Of course, Nvidia won't simply allow its monopoly in the AI market to be eroded. In the current AI accelerator chip market, Nvidia's A100/H100 series AI GPUs, despite their high prices, remain the preferred choice. This year, Nvidia will launch even more powerful models—the Hopper H200 and Blackwell B100. According to some research institutions, Nvidia plans to sell approximately 1.5 to 2 million AI GPUs this year, potentially tripling its 2023 sales volume. This suggests Nvidia will fully resolve its supply bottlenecks. Facing competition from AMD and Intel, Nvidia may also adjust its pricing strategy accordingly.

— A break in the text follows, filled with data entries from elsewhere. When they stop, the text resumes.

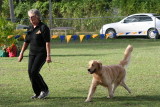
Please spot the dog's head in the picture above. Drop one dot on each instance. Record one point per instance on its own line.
(94, 66)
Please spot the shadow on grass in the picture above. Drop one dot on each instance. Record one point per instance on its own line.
(118, 98)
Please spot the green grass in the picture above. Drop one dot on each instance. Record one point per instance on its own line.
(69, 81)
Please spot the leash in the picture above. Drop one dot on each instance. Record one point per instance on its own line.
(49, 67)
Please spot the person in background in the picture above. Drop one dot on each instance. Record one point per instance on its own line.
(38, 37)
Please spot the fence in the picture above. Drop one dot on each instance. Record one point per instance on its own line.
(92, 25)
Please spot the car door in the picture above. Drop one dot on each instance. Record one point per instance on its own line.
(128, 25)
(145, 22)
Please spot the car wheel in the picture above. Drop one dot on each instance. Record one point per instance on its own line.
(153, 33)
(112, 33)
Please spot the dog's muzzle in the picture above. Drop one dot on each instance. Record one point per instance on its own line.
(91, 72)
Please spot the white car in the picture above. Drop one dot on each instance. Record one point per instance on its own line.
(145, 24)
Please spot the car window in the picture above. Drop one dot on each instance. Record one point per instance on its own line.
(157, 16)
(144, 18)
(131, 19)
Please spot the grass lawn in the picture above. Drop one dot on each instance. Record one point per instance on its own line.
(69, 81)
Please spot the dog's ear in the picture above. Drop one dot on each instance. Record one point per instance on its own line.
(99, 65)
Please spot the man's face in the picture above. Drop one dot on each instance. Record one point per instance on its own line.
(33, 19)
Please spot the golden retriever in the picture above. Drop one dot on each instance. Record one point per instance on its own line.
(109, 76)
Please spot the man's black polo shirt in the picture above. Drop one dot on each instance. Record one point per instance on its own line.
(37, 38)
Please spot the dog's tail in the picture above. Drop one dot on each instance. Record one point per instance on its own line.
(127, 56)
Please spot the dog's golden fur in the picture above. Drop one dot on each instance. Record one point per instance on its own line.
(109, 76)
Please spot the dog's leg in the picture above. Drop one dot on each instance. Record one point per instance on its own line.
(115, 86)
(110, 91)
(125, 86)
(91, 91)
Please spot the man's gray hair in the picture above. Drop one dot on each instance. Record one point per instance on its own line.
(35, 12)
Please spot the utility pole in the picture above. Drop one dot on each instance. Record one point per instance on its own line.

Nvidia isn't just competing with AMD—tech giants are increasingly developing their own AI chips, adding to the competitive landscape. In February this year, tech giant Meta Platforms publicly confirmed its plan to deploy its latest self-developed custom chips in its data centers this year. These chips will work in coordination with other GPU chips to support the development of its AI large models.

Dylan Patel, founder of research firm SemiAnalysis, stated that considering Meta's operational scale, a successful large-scale deployment of these custom chips could potentially save hundreds of millions in annual energy costs and billions in chip procurement expenses.

Meanwhile, OpenAI has also begun seeking billions in funding to build a network of artificial intelligence chip factories. Foreign media reports indicate that OpenAI is exploring the development of its own artificial intelligence chips. OpenAI's website has begun recruiting hardware-related talent, with several positions in software-hardware co-design currently open. Additionally, in September last year, OpenAI recruited Andrew Tulloch, a renowned expert in the field of AI compilers, which further suggests the company's investment in developing its own chips.

Not just Meta and OpenAI, according to The Information, there are currently over 18 startups globally focused on designing chips for AI model training and inference, including Cerebras, Graphcore, Biren Technology, Moore Threads, and d-Matrix. These companies have collectively raised over $6 billion, with a total valuation exceeding $25 billion (approximately ¥179.295 billion).

The investors behind these companies include Sequoia Capital, OpenAI, Morningside Venture Capital, ByteDance, and others. If we include the chip development initiatives by tech giants like Microsoft, Intel, and AMD, the number of AI chip companies aiming to compete with Nvidia could exceed 20. From this perspective, although NVIDIA maintains compelling technological leadership in key growth areas such as data centers, gaming, and AI accelerators, the company faces growing competitive threats. NVIDIA will inevitably encounter greater challenges in 2024.